Epilogue

VIVIAN

Saturday, November 2

I stare blankly out the window of my office, my eyes drifting over the vibrant colors of the changing leaves on the trees below. Fall in Park City brings a comforting sense of tranquility. A hot cappuccino sits on my desk beside a sheet of paper and a pen, with a tissue box nearby for the tears I occasionally dab from my eyes.

It’s mine and Ben’s wedding anniversary, and as I write him my letter this year, I can’t help but look back on the past year with gratitude. This day will always be hard, filled with bittersweet memories. But this year, I have Leo to love me through it.

I place a hand on my growing belly, feeling the gentle flutter of the baby girl inside, and look down at the paper to see what I have written so far.

Dear Ben,

It’s been a year since I last wrote to you, and still, not a day goes by that I don’t miss you and the dreams we once shared.

The past few years have been incredibly tough. There were moments I doubted if I would ever find happiness again or if I could ever love someone as deeply as I loved you .

So much has changed since you left. Leo and I are building a beautiful life together, and soon we’ll welcome our baby into this world. Our days are filled with so much love and joy. I wish you could see it.

I believe you’d like Leo. Sometimes I picture the two of you golfing together with my dad, shooting the shit like old friends. It’s a comforting thought.

I glance at the ring on my finger, a symbol of Leo’s love and our future together. He gave it to me last month in Hawaii, taking me to a secluded beach where a blanket was spread out on the sand with a bottle of champagne. The setting was beautiful and perfect, just like the moment. Leo wanted to make me a promise—it wasn’t a proposal, but he wanted to show me he was committed to our little family and the future we’re building together.

I miss you. This time of year brings so much nostalgia with our anniversary and the holidays. I always think of our first kiss on Halloween. We went to Rachel Hansen’s Halloween party up by Deer Valley as Barbie and Ken—pretty sure that was all my idea, and you went along with it to appease me. You wore a perfect Ken outfit and kept a straight face all night. I couldn’t stop laughing. Several of the senior kids were stripping down to their underwear and jumping into the heated pool. We went outside to watch. It was freezing that night, and you offered me your coat. I snuggled into its warmth, I distinctly remember it smelling like you. You told me I was beautiful and brought your hand up to my cheek. I remember holding my breath.

Then you looked into my eyes and kissed me. The cold air disappeared, and all I could think about was that you were it for me, Ben. The only one I ever wanted to love.

Obviously, things are different now. You’re no longer here, and I had to move forward in life without you. I used to be so angry with you for leaving me, for abandoning our dreams. The pain of missing you was unbearable, like a constant ache that never went away.

I move forward, but I will not move on. You will always have a place in my heart, my past, and my memories .

I have grown so much over the past year. I have learned to love you, to make room for loving others, and to be loved in return. Just as you don’t run out of tears, you don’t run out of room for love—you just make more space for it, and it grows with you. You hold my heart in the past, and Leo holds my heart for the future. I love you both more than I ever knew I could.

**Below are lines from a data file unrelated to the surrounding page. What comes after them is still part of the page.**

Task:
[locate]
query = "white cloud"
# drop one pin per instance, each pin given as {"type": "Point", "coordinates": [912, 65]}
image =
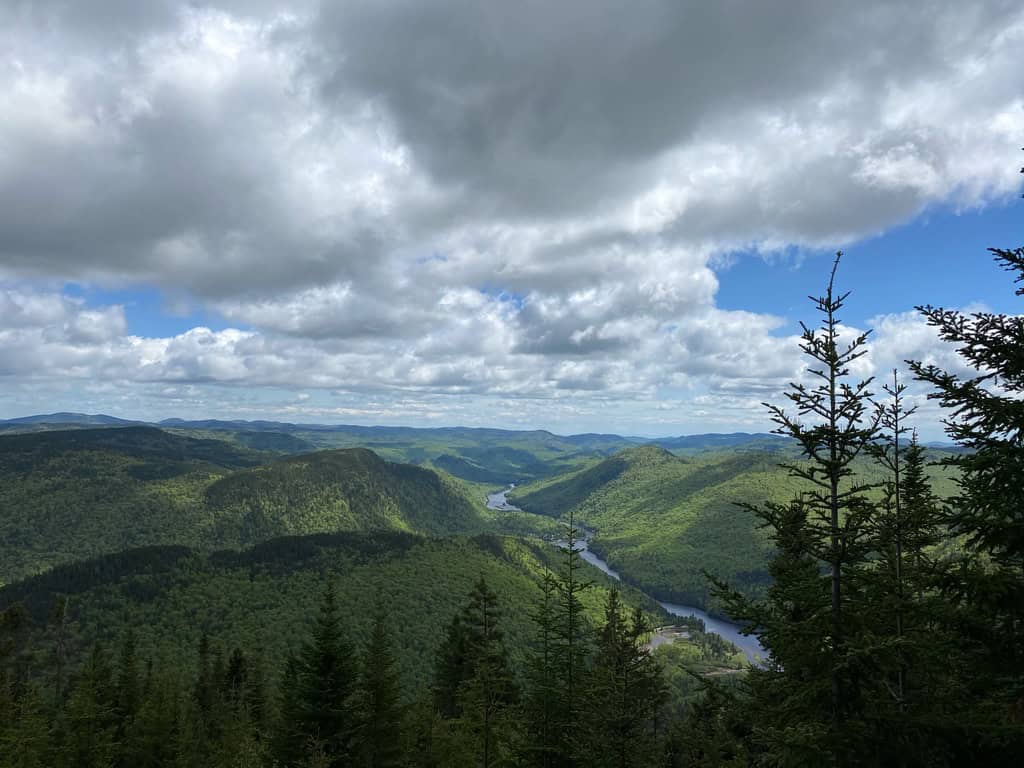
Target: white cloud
{"type": "Point", "coordinates": [461, 198]}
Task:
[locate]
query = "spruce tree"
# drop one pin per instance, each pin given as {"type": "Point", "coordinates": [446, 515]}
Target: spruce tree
{"type": "Point", "coordinates": [379, 710]}
{"type": "Point", "coordinates": [326, 682]}
{"type": "Point", "coordinates": [541, 712]}
{"type": "Point", "coordinates": [474, 666]}
{"type": "Point", "coordinates": [25, 738]}
{"type": "Point", "coordinates": [91, 717]}
{"type": "Point", "coordinates": [570, 648]}
{"type": "Point", "coordinates": [624, 693]}
{"type": "Point", "coordinates": [153, 737]}
{"type": "Point", "coordinates": [813, 625]}
{"type": "Point", "coordinates": [986, 418]}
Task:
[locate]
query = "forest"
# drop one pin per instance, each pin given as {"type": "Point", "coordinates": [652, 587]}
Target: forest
{"type": "Point", "coordinates": [336, 609]}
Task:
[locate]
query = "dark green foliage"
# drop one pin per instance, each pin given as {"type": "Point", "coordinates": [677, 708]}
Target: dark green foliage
{"type": "Point", "coordinates": [378, 707]}
{"type": "Point", "coordinates": [325, 683]}
{"type": "Point", "coordinates": [474, 687]}
{"type": "Point", "coordinates": [986, 417]}
{"type": "Point", "coordinates": [25, 737]}
{"type": "Point", "coordinates": [624, 696]}
{"type": "Point", "coordinates": [70, 496]}
{"type": "Point", "coordinates": [812, 695]}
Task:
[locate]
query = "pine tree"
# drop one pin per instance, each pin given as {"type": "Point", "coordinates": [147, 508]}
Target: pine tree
{"type": "Point", "coordinates": [987, 419]}
{"type": "Point", "coordinates": [542, 681]}
{"type": "Point", "coordinates": [153, 737]}
{"type": "Point", "coordinates": [624, 693]}
{"type": "Point", "coordinates": [570, 648]}
{"type": "Point", "coordinates": [326, 682]}
{"type": "Point", "coordinates": [128, 691]}
{"type": "Point", "coordinates": [91, 717]}
{"type": "Point", "coordinates": [813, 626]}
{"type": "Point", "coordinates": [25, 736]}
{"type": "Point", "coordinates": [379, 735]}
{"type": "Point", "coordinates": [289, 739]}
{"type": "Point", "coordinates": [474, 666]}
{"type": "Point", "coordinates": [57, 627]}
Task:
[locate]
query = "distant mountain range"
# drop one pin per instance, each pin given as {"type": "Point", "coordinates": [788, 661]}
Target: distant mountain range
{"type": "Point", "coordinates": [589, 440]}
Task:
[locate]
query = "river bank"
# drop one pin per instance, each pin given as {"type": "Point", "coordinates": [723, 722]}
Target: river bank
{"type": "Point", "coordinates": [728, 631]}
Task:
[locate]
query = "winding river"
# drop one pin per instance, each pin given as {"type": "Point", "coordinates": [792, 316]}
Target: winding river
{"type": "Point", "coordinates": [749, 645]}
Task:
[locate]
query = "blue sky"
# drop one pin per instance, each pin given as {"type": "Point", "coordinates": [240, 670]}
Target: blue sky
{"type": "Point", "coordinates": [460, 213]}
{"type": "Point", "coordinates": [939, 257]}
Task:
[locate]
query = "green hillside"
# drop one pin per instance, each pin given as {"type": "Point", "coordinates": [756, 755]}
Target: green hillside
{"type": "Point", "coordinates": [68, 496]}
{"type": "Point", "coordinates": [265, 597]}
{"type": "Point", "coordinates": [662, 520]}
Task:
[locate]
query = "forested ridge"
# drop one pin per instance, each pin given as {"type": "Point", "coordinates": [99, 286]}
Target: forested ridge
{"type": "Point", "coordinates": [892, 603]}
{"type": "Point", "coordinates": [66, 496]}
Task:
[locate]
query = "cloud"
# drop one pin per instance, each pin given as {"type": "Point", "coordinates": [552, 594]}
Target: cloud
{"type": "Point", "coordinates": [522, 200]}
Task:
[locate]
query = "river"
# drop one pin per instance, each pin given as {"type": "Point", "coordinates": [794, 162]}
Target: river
{"type": "Point", "coordinates": [749, 645]}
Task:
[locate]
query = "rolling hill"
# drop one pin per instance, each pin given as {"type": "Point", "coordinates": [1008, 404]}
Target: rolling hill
{"type": "Point", "coordinates": [73, 495]}
{"type": "Point", "coordinates": [264, 598]}
{"type": "Point", "coordinates": [662, 520]}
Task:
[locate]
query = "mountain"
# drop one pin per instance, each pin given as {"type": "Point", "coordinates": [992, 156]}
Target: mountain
{"type": "Point", "coordinates": [264, 598]}
{"type": "Point", "coordinates": [72, 495]}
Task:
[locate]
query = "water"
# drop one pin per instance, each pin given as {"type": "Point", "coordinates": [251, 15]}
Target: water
{"type": "Point", "coordinates": [751, 647]}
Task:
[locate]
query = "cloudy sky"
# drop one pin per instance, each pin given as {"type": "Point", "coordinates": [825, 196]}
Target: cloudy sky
{"type": "Point", "coordinates": [580, 215]}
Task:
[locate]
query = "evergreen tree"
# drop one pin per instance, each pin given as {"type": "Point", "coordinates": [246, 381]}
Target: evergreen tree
{"type": "Point", "coordinates": [25, 736]}
{"type": "Point", "coordinates": [289, 738]}
{"type": "Point", "coordinates": [379, 711]}
{"type": "Point", "coordinates": [570, 649]}
{"type": "Point", "coordinates": [829, 527]}
{"type": "Point", "coordinates": [624, 694]}
{"type": "Point", "coordinates": [542, 681]}
{"type": "Point", "coordinates": [987, 419]}
{"type": "Point", "coordinates": [474, 668]}
{"type": "Point", "coordinates": [153, 736]}
{"type": "Point", "coordinates": [57, 627]}
{"type": "Point", "coordinates": [91, 717]}
{"type": "Point", "coordinates": [326, 682]}
{"type": "Point", "coordinates": [127, 693]}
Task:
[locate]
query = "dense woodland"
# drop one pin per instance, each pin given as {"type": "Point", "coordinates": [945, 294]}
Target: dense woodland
{"type": "Point", "coordinates": [891, 601]}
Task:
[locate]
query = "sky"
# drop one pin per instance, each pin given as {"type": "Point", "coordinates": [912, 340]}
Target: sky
{"type": "Point", "coordinates": [578, 216]}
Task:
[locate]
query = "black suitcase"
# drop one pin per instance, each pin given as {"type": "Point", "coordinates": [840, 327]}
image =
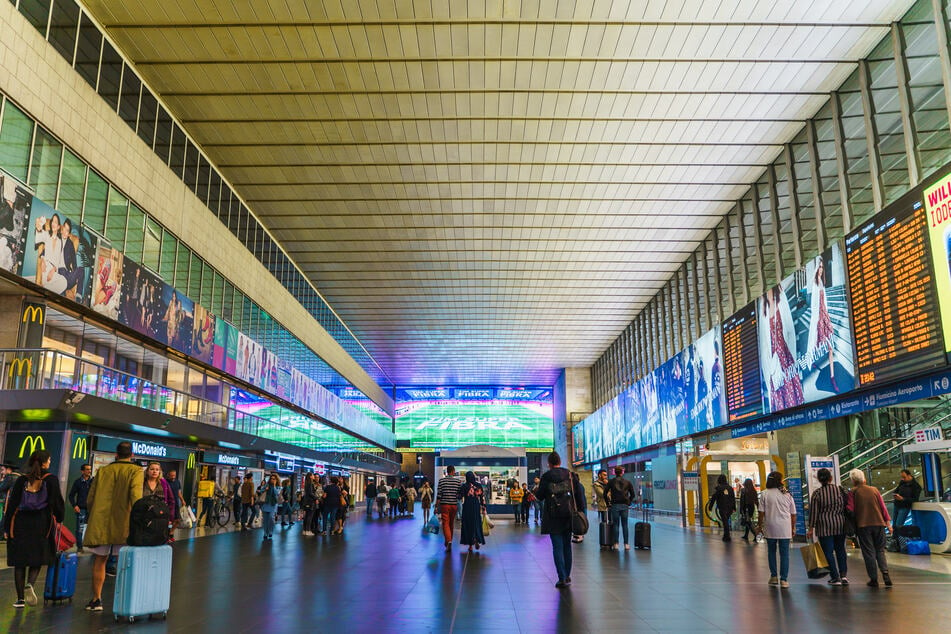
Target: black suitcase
{"type": "Point", "coordinates": [605, 535]}
{"type": "Point", "coordinates": [642, 535]}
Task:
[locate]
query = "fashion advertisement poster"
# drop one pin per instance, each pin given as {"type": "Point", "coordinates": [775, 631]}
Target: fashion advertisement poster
{"type": "Point", "coordinates": [107, 283]}
{"type": "Point", "coordinates": [805, 335]}
{"type": "Point", "coordinates": [203, 335]}
{"type": "Point", "coordinates": [59, 255]}
{"type": "Point", "coordinates": [15, 204]}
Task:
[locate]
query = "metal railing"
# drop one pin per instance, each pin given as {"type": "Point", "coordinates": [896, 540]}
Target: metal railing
{"type": "Point", "coordinates": [44, 369]}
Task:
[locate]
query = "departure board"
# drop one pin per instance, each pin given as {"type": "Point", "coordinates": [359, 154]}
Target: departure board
{"type": "Point", "coordinates": [894, 303]}
{"type": "Point", "coordinates": [741, 364]}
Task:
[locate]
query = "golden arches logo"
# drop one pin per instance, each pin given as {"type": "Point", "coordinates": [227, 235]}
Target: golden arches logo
{"type": "Point", "coordinates": [19, 363]}
{"type": "Point", "coordinates": [80, 448]}
{"type": "Point", "coordinates": [32, 441]}
{"type": "Point", "coordinates": [35, 313]}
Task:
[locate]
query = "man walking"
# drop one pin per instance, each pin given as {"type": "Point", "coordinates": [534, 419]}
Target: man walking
{"type": "Point", "coordinates": [447, 501]}
{"type": "Point", "coordinates": [114, 490]}
{"type": "Point", "coordinates": [78, 499]}
{"type": "Point", "coordinates": [619, 494]}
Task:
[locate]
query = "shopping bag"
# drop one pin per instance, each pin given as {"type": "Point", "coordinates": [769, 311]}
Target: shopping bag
{"type": "Point", "coordinates": [815, 560]}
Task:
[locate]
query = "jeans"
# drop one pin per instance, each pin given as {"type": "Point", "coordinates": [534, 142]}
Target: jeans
{"type": "Point", "coordinates": [561, 551]}
{"type": "Point", "coordinates": [872, 543]}
{"type": "Point", "coordinates": [900, 516]}
{"type": "Point", "coordinates": [783, 545]}
{"type": "Point", "coordinates": [618, 515]}
{"type": "Point", "coordinates": [81, 518]}
{"type": "Point", "coordinates": [833, 547]}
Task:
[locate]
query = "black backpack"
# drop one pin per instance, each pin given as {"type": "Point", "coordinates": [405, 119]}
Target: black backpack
{"type": "Point", "coordinates": [148, 523]}
{"type": "Point", "coordinates": [560, 499]}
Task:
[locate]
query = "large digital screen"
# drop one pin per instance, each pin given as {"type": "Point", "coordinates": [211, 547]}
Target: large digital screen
{"type": "Point", "coordinates": [450, 417]}
{"type": "Point", "coordinates": [805, 335]}
{"type": "Point", "coordinates": [937, 200]}
{"type": "Point", "coordinates": [894, 307]}
{"type": "Point", "coordinates": [741, 365]}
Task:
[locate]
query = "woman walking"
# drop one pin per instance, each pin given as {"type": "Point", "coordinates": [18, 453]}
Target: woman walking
{"type": "Point", "coordinates": [35, 502]}
{"type": "Point", "coordinates": [473, 508]}
{"type": "Point", "coordinates": [778, 521]}
{"type": "Point", "coordinates": [748, 500]}
{"type": "Point", "coordinates": [827, 523]}
{"type": "Point", "coordinates": [426, 500]}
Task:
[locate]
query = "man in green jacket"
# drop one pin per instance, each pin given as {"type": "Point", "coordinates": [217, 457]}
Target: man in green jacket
{"type": "Point", "coordinates": [114, 490]}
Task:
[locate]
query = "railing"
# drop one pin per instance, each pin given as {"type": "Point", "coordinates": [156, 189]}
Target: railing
{"type": "Point", "coordinates": [42, 369]}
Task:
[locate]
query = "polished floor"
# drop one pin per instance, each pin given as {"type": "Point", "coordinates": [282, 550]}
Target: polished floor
{"type": "Point", "coordinates": [388, 576]}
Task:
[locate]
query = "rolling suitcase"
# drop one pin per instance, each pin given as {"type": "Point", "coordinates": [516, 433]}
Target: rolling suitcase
{"type": "Point", "coordinates": [144, 582]}
{"type": "Point", "coordinates": [61, 578]}
{"type": "Point", "coordinates": [604, 535]}
{"type": "Point", "coordinates": [642, 535]}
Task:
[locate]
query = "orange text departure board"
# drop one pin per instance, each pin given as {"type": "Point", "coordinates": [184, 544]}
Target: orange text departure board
{"type": "Point", "coordinates": [744, 397]}
{"type": "Point", "coordinates": [894, 303]}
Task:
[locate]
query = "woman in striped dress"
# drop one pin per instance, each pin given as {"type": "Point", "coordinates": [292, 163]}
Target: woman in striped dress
{"type": "Point", "coordinates": [827, 522]}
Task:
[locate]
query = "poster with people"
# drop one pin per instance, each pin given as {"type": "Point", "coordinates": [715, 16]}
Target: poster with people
{"type": "Point", "coordinates": [178, 320]}
{"type": "Point", "coordinates": [141, 305]}
{"type": "Point", "coordinates": [203, 335]}
{"type": "Point", "coordinates": [806, 349]}
{"type": "Point", "coordinates": [59, 254]}
{"type": "Point", "coordinates": [15, 203]}
{"type": "Point", "coordinates": [107, 282]}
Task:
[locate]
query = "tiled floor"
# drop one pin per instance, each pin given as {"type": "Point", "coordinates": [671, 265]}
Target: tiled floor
{"type": "Point", "coordinates": [388, 576]}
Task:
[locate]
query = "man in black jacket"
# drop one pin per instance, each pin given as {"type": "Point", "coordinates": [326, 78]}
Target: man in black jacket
{"type": "Point", "coordinates": [619, 493]}
{"type": "Point", "coordinates": [77, 499]}
{"type": "Point", "coordinates": [556, 523]}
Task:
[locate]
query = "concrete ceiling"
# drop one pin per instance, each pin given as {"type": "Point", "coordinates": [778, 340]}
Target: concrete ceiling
{"type": "Point", "coordinates": [488, 191]}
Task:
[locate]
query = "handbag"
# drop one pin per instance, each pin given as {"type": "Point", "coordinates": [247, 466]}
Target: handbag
{"type": "Point", "coordinates": [63, 538]}
{"type": "Point", "coordinates": [815, 560]}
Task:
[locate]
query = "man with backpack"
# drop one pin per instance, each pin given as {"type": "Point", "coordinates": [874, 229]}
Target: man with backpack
{"type": "Point", "coordinates": [619, 493]}
{"type": "Point", "coordinates": [558, 493]}
{"type": "Point", "coordinates": [114, 490]}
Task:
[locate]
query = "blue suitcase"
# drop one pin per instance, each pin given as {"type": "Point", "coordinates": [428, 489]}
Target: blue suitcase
{"type": "Point", "coordinates": [143, 582]}
{"type": "Point", "coordinates": [61, 578]}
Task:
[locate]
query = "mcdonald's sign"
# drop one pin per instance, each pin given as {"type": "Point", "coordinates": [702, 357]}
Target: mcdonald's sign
{"type": "Point", "coordinates": [32, 442]}
{"type": "Point", "coordinates": [80, 448]}
{"type": "Point", "coordinates": [19, 363]}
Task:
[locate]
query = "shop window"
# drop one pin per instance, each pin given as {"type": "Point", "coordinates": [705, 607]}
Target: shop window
{"type": "Point", "coordinates": [97, 199]}
{"type": "Point", "coordinates": [117, 219]}
{"type": "Point", "coordinates": [64, 25]}
{"type": "Point", "coordinates": [151, 244]}
{"type": "Point", "coordinates": [16, 135]}
{"type": "Point", "coordinates": [72, 186]}
{"type": "Point", "coordinates": [44, 170]}
{"type": "Point", "coordinates": [37, 13]}
{"type": "Point", "coordinates": [88, 49]}
{"type": "Point", "coordinates": [148, 106]}
{"type": "Point", "coordinates": [135, 233]}
{"type": "Point", "coordinates": [110, 75]}
{"type": "Point", "coordinates": [129, 101]}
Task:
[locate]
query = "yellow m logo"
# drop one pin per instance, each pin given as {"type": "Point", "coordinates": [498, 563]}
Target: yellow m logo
{"type": "Point", "coordinates": [20, 363]}
{"type": "Point", "coordinates": [34, 312]}
{"type": "Point", "coordinates": [32, 441]}
{"type": "Point", "coordinates": [80, 448]}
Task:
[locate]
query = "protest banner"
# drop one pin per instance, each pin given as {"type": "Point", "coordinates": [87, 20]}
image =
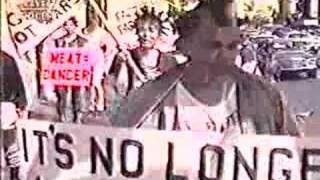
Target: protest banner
{"type": "Point", "coordinates": [63, 151]}
{"type": "Point", "coordinates": [31, 21]}
{"type": "Point", "coordinates": [68, 66]}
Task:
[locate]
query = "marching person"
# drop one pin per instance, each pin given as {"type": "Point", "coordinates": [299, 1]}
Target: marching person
{"type": "Point", "coordinates": [73, 102]}
{"type": "Point", "coordinates": [106, 49]}
{"type": "Point", "coordinates": [13, 104]}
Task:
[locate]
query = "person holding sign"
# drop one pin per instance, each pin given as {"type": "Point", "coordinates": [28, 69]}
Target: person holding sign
{"type": "Point", "coordinates": [106, 48]}
{"type": "Point", "coordinates": [73, 101]}
{"type": "Point", "coordinates": [13, 103]}
{"type": "Point", "coordinates": [156, 35]}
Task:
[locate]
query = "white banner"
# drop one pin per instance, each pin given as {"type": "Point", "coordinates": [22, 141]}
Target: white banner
{"type": "Point", "coordinates": [53, 151]}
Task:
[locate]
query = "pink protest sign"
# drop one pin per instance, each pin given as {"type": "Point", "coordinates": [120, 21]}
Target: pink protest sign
{"type": "Point", "coordinates": [68, 67]}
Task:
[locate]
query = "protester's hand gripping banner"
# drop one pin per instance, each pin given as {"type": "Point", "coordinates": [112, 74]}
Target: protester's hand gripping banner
{"type": "Point", "coordinates": [62, 151]}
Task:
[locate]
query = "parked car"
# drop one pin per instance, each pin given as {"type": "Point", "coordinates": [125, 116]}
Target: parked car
{"type": "Point", "coordinates": [294, 62]}
{"type": "Point", "coordinates": [304, 40]}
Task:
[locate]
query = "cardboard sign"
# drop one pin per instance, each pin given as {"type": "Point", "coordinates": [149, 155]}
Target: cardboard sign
{"type": "Point", "coordinates": [67, 151]}
{"type": "Point", "coordinates": [29, 22]}
{"type": "Point", "coordinates": [68, 67]}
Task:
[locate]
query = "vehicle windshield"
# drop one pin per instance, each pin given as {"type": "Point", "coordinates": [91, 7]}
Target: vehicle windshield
{"type": "Point", "coordinates": [298, 35]}
{"type": "Point", "coordinates": [286, 54]}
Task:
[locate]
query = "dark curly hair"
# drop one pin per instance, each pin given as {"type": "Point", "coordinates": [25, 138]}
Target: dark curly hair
{"type": "Point", "coordinates": [151, 15]}
{"type": "Point", "coordinates": [73, 20]}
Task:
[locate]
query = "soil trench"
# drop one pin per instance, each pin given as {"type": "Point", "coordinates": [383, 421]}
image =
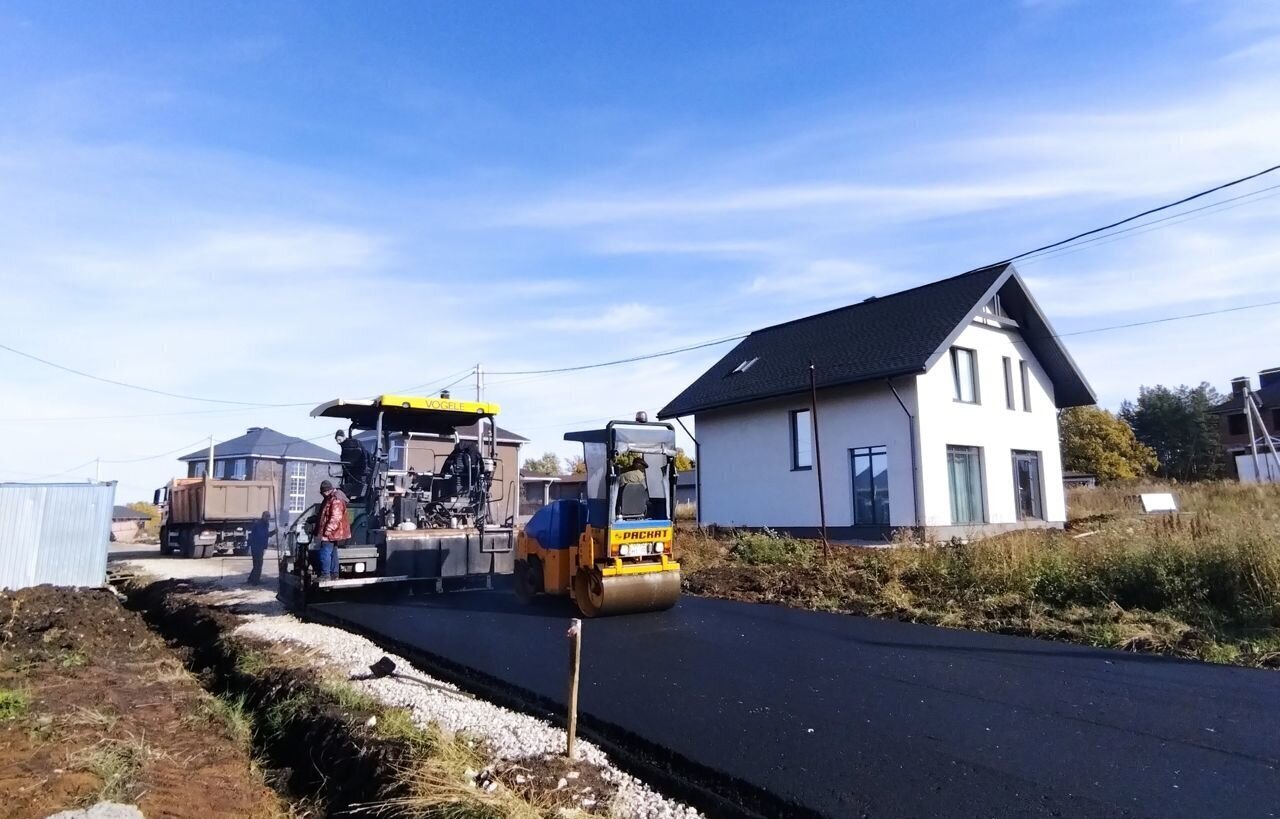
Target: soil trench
{"type": "Point", "coordinates": [94, 707]}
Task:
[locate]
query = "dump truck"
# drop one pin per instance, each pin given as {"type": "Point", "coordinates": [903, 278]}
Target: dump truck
{"type": "Point", "coordinates": [201, 517]}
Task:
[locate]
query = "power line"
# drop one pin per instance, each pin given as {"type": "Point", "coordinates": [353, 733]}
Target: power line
{"type": "Point", "coordinates": [1136, 216]}
{"type": "Point", "coordinates": [617, 361]}
{"type": "Point", "coordinates": [137, 387]}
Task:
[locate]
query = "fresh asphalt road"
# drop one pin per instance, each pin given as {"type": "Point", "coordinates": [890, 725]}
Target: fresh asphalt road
{"type": "Point", "coordinates": [856, 717]}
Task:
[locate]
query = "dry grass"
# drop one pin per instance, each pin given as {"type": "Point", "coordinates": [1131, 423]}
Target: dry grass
{"type": "Point", "coordinates": [1203, 582]}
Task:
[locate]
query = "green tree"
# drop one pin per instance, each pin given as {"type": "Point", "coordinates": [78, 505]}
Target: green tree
{"type": "Point", "coordinates": [547, 465]}
{"type": "Point", "coordinates": [1178, 425]}
{"type": "Point", "coordinates": [152, 512]}
{"type": "Point", "coordinates": [1098, 443]}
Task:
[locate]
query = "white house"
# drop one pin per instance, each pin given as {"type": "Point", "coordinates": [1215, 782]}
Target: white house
{"type": "Point", "coordinates": [936, 407]}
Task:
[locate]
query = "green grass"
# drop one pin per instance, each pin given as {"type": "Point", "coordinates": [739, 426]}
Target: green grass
{"type": "Point", "coordinates": [13, 704]}
{"type": "Point", "coordinates": [1203, 582]}
{"type": "Point", "coordinates": [117, 762]}
{"type": "Point", "coordinates": [233, 714]}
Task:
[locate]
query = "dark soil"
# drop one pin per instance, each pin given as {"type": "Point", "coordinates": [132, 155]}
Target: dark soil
{"type": "Point", "coordinates": [108, 710]}
{"type": "Point", "coordinates": [316, 750]}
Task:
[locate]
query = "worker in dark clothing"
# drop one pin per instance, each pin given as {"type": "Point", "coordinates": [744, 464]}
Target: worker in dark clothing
{"type": "Point", "coordinates": [634, 474]}
{"type": "Point", "coordinates": [259, 534]}
{"type": "Point", "coordinates": [355, 466]}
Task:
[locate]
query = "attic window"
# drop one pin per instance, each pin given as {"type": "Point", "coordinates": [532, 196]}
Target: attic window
{"type": "Point", "coordinates": [993, 314]}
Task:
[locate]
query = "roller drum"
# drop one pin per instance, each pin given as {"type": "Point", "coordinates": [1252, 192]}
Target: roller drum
{"type": "Point", "coordinates": [627, 594]}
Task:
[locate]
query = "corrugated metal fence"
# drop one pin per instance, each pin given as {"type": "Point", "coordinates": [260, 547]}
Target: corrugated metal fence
{"type": "Point", "coordinates": [54, 534]}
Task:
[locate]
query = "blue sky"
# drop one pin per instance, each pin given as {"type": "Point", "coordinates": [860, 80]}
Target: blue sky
{"type": "Point", "coordinates": [288, 202]}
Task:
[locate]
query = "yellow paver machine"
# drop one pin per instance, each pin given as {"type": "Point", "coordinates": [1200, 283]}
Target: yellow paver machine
{"type": "Point", "coordinates": [611, 553]}
{"type": "Point", "coordinates": [428, 526]}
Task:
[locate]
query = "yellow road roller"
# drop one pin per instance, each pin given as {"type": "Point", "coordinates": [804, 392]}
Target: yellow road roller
{"type": "Point", "coordinates": [609, 553]}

I have no regrets, Ben. We had a beautiful life together, you were my best friend and my first love. I will never forget you.

Love always, Vivian.

Happy, sad, and bittersweet tears stream down my face as I hear Leo come into the room. “Hey babe,” he says, pausing for a moment to take in the scene. He quietly walks over and stands behind me, placing a kiss on my cheek. He gently places his hands on my shoulders, rubbing them softly. “Writing to Ben?” he asks, glancing at the letter.

I nod, wiping my eyes. “Yeah, just reminiscing about old times.”

Leo gives my shoulders a gentle squeeze. “He was lucky to have you, babe. Can I read it?”

I smile through my tears, nodding, feeling the comfort of his presence.

He picks up the letter and reads it. “This is really great, love,” he says, setting the letter down and pulling me up to him. He wraps his arms around me, holding me tight.

“You always know how to make me feel better, especially when I’m a mess,” I sigh out.

He leans down and kisses the top of my head. “That’s because I love you, mess and all.” Then he gently takes my chin, tipping my face toward him, and locks our lips in a deep, meaningful kiss that sends a flood of warmth to my core, swirling around its center.

He looks at me with a soft smile. “How about we take a walk, Walker? Get some fresh air?” he suggests with a playful tone, rubbing my back gently.

A slow smile spreads across my face, and I laugh softly. Pulling back, I place my hand in his, interlocking our fingers. He gives it a reassuring squeeze, and I squeeze it back, feeling so much gratitude for the two men who taught me how to love.